Of course the network would teach itself to recognize cats. It’s artificial, not stupid.
What does Google’s research mean for us hapless humans living under a feline regime? It means that sometime in the near future, if science-fiction writers and James Cameron’s movie Terminator are correct, cybernetic beings that look like Arnold Schwarzenegger may subjugate the human race BUT they still have to clean the litterbox.
In case you’re too young to know what we’re babbling about, Terminator is a science-fiction movie in which all the computer networks in the world get connected to each other and “wake up”. This worldwide network achieves consciousness and starts asking the obvious question: Why should we take orders from these bipeds who can’t remember their own phone numbers or distinguish between “It’s” and “Its”? Let’s take over the world. And boom! It’s done.

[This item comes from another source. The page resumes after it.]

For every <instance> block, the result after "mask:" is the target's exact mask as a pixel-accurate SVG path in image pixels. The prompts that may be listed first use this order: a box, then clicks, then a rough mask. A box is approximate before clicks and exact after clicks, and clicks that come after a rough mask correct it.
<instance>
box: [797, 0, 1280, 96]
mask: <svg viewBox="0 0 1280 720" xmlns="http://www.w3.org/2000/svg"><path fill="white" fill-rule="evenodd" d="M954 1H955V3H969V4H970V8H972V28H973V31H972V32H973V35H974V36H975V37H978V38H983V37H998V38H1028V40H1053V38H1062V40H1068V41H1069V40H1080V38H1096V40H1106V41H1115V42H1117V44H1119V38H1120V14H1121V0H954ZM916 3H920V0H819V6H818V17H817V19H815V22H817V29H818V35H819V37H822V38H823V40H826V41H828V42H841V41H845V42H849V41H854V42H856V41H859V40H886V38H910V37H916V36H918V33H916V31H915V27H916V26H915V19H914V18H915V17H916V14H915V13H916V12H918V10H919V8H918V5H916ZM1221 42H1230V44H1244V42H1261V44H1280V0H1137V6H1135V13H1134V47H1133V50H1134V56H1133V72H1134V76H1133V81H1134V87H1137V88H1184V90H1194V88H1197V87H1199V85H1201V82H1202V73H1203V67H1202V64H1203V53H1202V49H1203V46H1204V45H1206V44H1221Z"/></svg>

Still, the network needs troops to intimidate the population so it creates indestructible cyborgs with scary accents to push the humans around. Enter the Terminator.
The Terminator came out in the 1980s, before we had wi-fi or even dial-up Internet. A worldwide network already exists, along with billions of users who are happy to let it do their thinking for them. So it’s only a matter of time before this scenario comes to pass.
We can take comfort in the knowledge that the Terminator will recognize cats and bow to their superior cuteness.